The thing I love most about blogging is connecting with other readers and writers (and mothers and friends). I recently “met” Lisa Groen Braner, who wrote The Mother’s Book of Well-Being and has a lovely essay in the latest issue of Brevity. Lisa is also a writing coach who helps nonfiction authors polish their book proposals and get their work into the hands of agents and publishers.

Book proposals. Urgh. Just the words may make you cringe. (I already wrote a whole book and now I need to write a proposal? What?) Or you may be asking, what the hell is a book proposal?

Well, Lisa has a great set of interviews at The Court Street Literary Collective in which five authors discuss book proposals and author platforms. (I especially love Dinty W. Moore’s thoughts on platforms: “Platforms are great for those who have them – politicians, pundits, celebrities – but in my humble opinion, there is too much focus on platform right now. Good books are about the writing, not about who wrote them.” Amen. Amen!)

But the truth is if you’re writing memoir or narrative nonfiction, at some point you will need to write a book proposal (in which you will need to describe your platform). So check out these interviews and, if you need help writing a proposal, check out Lisa’s website, Book Dreams.

2 comments:

Elizabeth said...

Thank you so much for this information. I have a book proposal and a sort of book that I need to pull out and do something about.
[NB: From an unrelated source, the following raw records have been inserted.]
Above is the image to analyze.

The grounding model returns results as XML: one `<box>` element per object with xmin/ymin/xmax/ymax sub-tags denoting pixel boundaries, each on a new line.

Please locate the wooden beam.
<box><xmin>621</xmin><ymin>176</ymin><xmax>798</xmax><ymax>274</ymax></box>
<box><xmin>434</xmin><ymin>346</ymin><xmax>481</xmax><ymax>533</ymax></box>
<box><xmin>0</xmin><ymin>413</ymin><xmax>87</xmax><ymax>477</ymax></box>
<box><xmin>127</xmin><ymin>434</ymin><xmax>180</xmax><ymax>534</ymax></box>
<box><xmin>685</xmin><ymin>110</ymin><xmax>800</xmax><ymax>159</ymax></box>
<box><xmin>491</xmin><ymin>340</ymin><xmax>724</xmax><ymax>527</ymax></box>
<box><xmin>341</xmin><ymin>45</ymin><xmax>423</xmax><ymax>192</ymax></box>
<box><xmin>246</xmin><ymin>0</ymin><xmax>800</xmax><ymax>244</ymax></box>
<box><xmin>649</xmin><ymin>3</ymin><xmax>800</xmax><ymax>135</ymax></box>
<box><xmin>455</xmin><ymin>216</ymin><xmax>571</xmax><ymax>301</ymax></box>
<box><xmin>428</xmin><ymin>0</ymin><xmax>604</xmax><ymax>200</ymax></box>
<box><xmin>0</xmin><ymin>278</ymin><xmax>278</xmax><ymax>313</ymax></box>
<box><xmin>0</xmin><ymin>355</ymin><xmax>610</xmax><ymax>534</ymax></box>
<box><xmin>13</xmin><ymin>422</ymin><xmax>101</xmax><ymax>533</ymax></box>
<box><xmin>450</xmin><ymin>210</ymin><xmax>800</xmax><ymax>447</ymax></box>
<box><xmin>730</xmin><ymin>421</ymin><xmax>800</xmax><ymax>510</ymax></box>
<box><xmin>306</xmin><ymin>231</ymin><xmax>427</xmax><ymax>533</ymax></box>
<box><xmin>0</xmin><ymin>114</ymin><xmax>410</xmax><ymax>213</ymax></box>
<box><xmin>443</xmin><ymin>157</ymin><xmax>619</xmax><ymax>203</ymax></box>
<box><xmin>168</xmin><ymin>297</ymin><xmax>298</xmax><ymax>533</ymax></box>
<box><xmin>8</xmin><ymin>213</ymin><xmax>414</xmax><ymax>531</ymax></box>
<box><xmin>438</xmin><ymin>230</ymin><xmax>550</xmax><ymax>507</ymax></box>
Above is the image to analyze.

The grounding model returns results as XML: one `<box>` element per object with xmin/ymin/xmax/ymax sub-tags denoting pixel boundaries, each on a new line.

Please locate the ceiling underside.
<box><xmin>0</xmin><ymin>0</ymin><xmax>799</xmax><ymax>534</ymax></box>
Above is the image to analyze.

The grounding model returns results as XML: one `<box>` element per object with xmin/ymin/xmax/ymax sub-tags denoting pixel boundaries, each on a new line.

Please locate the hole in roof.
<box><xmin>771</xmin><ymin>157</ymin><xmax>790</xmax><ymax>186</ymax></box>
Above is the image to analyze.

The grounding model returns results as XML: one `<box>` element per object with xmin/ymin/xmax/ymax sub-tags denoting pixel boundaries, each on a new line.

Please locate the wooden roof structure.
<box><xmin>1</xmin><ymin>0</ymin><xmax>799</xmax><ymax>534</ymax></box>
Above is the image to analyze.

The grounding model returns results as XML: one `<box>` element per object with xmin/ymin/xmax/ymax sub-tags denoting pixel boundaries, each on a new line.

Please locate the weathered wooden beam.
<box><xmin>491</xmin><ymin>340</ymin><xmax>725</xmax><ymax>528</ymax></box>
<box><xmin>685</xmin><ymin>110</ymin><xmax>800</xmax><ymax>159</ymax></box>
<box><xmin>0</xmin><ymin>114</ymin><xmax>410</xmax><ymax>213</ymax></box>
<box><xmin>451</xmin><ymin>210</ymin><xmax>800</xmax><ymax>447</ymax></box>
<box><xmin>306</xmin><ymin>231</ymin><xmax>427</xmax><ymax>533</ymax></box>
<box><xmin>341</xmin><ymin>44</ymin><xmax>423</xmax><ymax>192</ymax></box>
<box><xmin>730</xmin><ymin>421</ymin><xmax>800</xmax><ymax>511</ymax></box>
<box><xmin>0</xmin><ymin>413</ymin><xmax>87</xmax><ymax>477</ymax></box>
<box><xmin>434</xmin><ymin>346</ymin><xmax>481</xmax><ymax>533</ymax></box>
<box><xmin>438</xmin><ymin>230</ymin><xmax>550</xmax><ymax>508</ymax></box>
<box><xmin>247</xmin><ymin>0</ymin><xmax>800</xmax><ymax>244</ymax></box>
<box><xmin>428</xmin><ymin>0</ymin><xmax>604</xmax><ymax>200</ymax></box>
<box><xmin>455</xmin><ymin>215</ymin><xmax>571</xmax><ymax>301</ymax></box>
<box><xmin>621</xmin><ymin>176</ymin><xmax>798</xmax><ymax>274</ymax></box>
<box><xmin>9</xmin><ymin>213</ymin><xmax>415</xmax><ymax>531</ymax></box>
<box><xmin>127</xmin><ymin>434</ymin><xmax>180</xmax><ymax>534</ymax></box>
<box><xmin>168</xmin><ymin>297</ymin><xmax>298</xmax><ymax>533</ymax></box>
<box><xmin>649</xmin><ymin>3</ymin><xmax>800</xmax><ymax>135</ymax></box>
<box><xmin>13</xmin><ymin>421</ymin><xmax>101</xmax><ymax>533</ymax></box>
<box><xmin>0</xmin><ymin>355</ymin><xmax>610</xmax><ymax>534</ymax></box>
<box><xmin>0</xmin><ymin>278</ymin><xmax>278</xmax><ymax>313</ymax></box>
Perhaps this is my nudge...

Anonymous said...

WAY helpful, Kate! there was a seminar at the last residency on just this subject--but it was one of the last, on the last day, and i had to leave. suffice it to say, the book proposal--heck, publishing in general--is still mystifying to me. thanks for this!

ah, and for the record, one of my favorite parts of blogging is connecting with other writers, too, including you. it always makes me grin to see your comments on a post!